Lies People Somehow Still Believe About Gluten

Cole Saladino/Thrillist
Cole Saladino/Thrillist

A diet without fluffy breads and starchy pastas is my personal hell. My deepest sympathies go out to people diagnosed with the three relatively rare conditions that require strict avoidance of gluten (the proteins found in wheat, rye, and barley that give bread that heavenly elastic quality).

If you're one of the people who have jumped on the gluten-free bandwagon, your deprivation is (probably) doing you no good. 

“Unless you have celiac disease, non-celiac gluten sensitivity, or a wheat allergy, there’s no real reason to completely avoid gluten,” says Dr. Maureen Leonard, clinical director at the Center for Celiac Research and Treatment at MassGeneral Hospital for Children. “We don’t recommend that anyone avoid gluten on their own or make a self-diagnosis of celiac disease without seeing a gastroenterologist.”

Still, increasing numbers of people are entering into a torturous world without focaccia, everything bagels, brioche French toast, and multilayer lasagna because they’ve bought into dubious health claims about gluten-free diets. Here are some of the biggest myths people believe about the protein that gives wheat its power.

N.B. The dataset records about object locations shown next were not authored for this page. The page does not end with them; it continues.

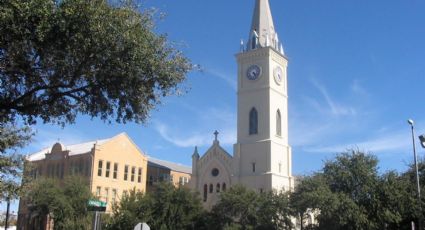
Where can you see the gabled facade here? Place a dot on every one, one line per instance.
(165, 171)
(111, 167)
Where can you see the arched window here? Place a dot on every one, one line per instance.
(278, 123)
(253, 121)
(205, 192)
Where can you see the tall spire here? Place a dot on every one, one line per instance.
(262, 32)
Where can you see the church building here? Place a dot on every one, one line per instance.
(261, 157)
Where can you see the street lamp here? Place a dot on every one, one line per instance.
(411, 123)
(422, 139)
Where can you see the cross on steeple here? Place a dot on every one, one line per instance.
(216, 135)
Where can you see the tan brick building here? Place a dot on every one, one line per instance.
(165, 171)
(112, 167)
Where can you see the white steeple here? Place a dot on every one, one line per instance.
(262, 32)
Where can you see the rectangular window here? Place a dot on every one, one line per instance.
(108, 168)
(58, 170)
(150, 180)
(87, 168)
(126, 172)
(80, 166)
(139, 176)
(106, 195)
(98, 191)
(40, 170)
(62, 170)
(99, 169)
(115, 176)
(114, 195)
(133, 171)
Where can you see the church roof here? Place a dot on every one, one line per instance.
(169, 165)
(262, 32)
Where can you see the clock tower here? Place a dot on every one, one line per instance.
(262, 155)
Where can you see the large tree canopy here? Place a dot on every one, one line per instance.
(349, 194)
(60, 58)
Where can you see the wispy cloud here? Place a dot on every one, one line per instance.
(391, 143)
(335, 108)
(202, 135)
(228, 78)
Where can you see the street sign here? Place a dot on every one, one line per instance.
(142, 226)
(96, 205)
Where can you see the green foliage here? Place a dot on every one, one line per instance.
(11, 163)
(60, 58)
(166, 208)
(67, 202)
(241, 208)
(350, 194)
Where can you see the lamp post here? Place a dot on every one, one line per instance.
(411, 123)
(422, 139)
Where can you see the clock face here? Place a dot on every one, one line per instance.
(253, 72)
(278, 75)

Gluten-free diets are better for everyone

With restaurants offering special menus, grocery stores devoting entire sections to foods free of rye, wheat, and barley, and celebrities boasting about how amazing they feel on a gluten-free diet, it’s easier and more tempting than ever to cut gluten from your plate. But should everyone do it?

“No, a gluten-free diet is not better for everyone,” says Dr. Leonard. “We have no evidence to suggest that everyone should eliminate gluten from their diet.”

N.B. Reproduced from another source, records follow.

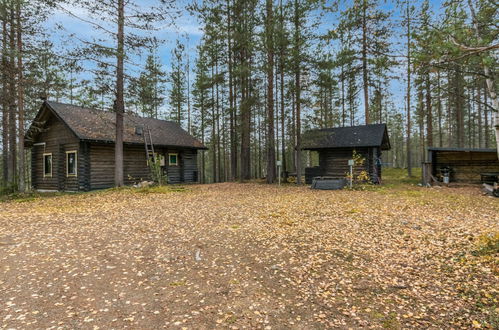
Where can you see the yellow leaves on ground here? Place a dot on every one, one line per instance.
(251, 256)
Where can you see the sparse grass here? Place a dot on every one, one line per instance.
(211, 246)
(487, 245)
(397, 176)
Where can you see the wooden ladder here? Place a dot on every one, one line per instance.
(148, 145)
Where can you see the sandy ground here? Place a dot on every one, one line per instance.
(250, 256)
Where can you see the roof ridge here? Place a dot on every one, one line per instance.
(127, 113)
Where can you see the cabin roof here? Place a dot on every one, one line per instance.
(99, 126)
(374, 135)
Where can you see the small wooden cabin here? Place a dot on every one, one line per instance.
(465, 165)
(72, 148)
(336, 146)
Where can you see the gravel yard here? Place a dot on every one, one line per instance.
(250, 256)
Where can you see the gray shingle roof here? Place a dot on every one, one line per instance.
(97, 125)
(374, 135)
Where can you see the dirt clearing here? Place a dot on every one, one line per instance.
(251, 256)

She maintains that only patients who’ve been diagnosed with celiac disease, non-celiac gluten sensitivity, or an allergy to wheat by a gastroenterologist should adopt this diet.

“The majority of individuals can eat gluten and not have any ill effects,” she says, adding that all foods should be eaten in moderation.

You'll lose weight if you ditch gluten

Everyone from Victoria Beckham and Miley Cyrus to that annoying coworker in the next cubicle seems to believe that ditching gluten will lead to a model body. But there's no current data supporting the idea that substituting gluten-free versions of pastas, pastries, and other carbs guarantee weight loss. The weight loss of those who have shed pounds on a gluten-free diet can usually be attributed to healthier substitutions of whole foods -- not the absence of gluten.

“If you start a gluten-free diet and replace glutinous foods with lean meats, fruits, and veggies, it’s quite possible that you’ll lose weight,” notes Dr. Leonard. “If you just replace your gluten-containing packaged and processed foods for gluten-free versions, it’s likely that you’ll gain weight. Since the gluten-free products don’t have gluten to make them stretchy and soft, they’ll often use extra fat, sugar, and flours that have less fiber to make them more caloric.”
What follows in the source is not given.